In recent years, with reduction in size and weight of electronic devices such as cellular phones and notebook personal computers, secondary batteries used as power sources for these devices are required to have higher capacities. In response to such a requirement, non-aqueous electrolyte secondary batteries, which have the potential for higher energy densities, are widely used. A non-aqueous electrolyte secondary battery includes a positive electrode, a negative electrode, a separator interposed therebetween, and a non-aqueous electrolyte. The positive electrode, the negative electrode, and the separator are wound together, forming an electrode group.
The positive electrode includes a current collector, and a positive electrode material mixture layer formed on a surface of the current collector. The positive electrode material mixture layer includes positive electrode active material particles, a binder, and, if necessary, a conductive material. A lithium-containing transition metal oxide, such as LiCoO2, LiNiO2, LiNi1-x1Cox1O2, where 0<x1<1 is used as the positive electrode active material.
In order to achieve a higher capacity of non-aqueous electrolyte secondary batteries, it has been studied to densely pack positive electrode active material particles in the positive electrode material mixture layer, thereby to increase the active material density.

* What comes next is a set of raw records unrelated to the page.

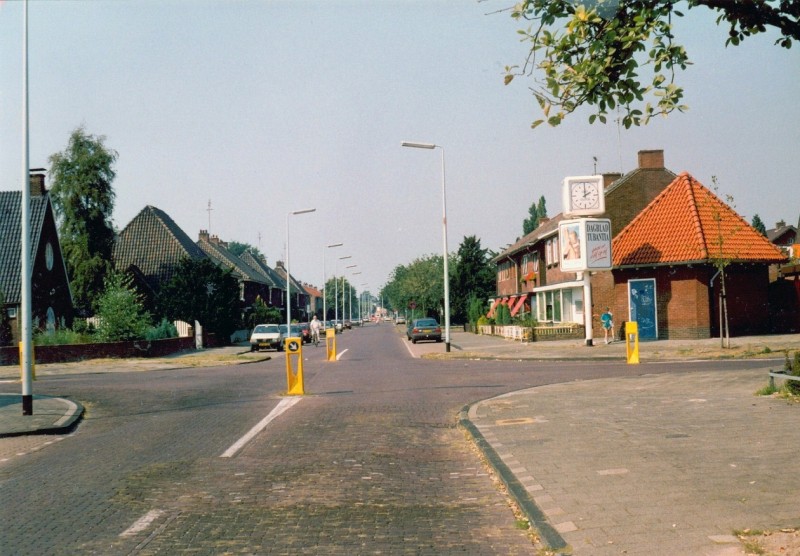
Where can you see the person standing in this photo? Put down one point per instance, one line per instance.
(607, 321)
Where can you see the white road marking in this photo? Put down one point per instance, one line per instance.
(282, 406)
(142, 523)
(73, 408)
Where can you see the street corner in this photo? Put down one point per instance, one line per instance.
(51, 415)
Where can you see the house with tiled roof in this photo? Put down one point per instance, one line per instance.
(150, 248)
(277, 287)
(529, 277)
(51, 297)
(785, 236)
(252, 283)
(672, 260)
(670, 235)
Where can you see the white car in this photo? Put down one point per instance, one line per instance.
(266, 336)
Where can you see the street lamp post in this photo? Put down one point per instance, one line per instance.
(350, 297)
(324, 285)
(444, 240)
(336, 292)
(288, 274)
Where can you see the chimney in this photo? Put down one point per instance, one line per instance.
(610, 178)
(37, 187)
(651, 160)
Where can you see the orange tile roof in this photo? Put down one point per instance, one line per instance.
(684, 224)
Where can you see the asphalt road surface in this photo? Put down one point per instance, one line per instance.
(369, 461)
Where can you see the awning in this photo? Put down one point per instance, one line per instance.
(519, 304)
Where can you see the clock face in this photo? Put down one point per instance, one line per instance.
(584, 195)
(48, 256)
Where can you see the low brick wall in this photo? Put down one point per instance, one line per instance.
(113, 350)
(537, 334)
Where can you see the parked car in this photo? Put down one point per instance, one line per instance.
(305, 330)
(296, 332)
(266, 336)
(424, 329)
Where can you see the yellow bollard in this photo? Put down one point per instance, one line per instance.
(330, 343)
(632, 336)
(294, 354)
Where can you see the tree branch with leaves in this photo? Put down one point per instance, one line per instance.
(595, 53)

However, in winding a positive electrode in which the active material density is high, breakage of the positive electrode such as rupture of the current collector or chipping and cracks in the positive electrode material mixture layer occurs easily due to the stress of winding. Therefore, suppression of such breakage of the positive electrode has been studied.
Patent Literature 1 proposes that the electrode material mixture layer be provided with recesses at predetermined intervals, thereby to divide it into a plurality of regions. Patent Literature 1 discloses that this makes it possible to curve the electrode to a great extent without causing breakage.
Patent Literature 2 proposes that the electrode material mixture layer and the current collector be allowed to separate from each other easily at the interface therebetween. It is disclosed that the stress of winding causes a slight separation at the interface, and as a result, the breakage of the electrode can be prevented. Patent Literature 2 further proposes that the peeling strength at the interface between the current collector and one of the electrode material mixture layers which is provided on the inner side of the current collector be set smaller than that between the current collector and the other one of the electrode material mixture layers.
Patent Literature 3 proposes that the binder be included in the electrode material mixture layer such that the concentration of the binder in an area around the center is 50 to 90% of that in an area near the current collector. Patent Literature 3 discloses that this can decrease the amount of the binder, without impairing the adhesion between the current collector and the electrode material mixture, and thus can improve the charge/discharge characteristics.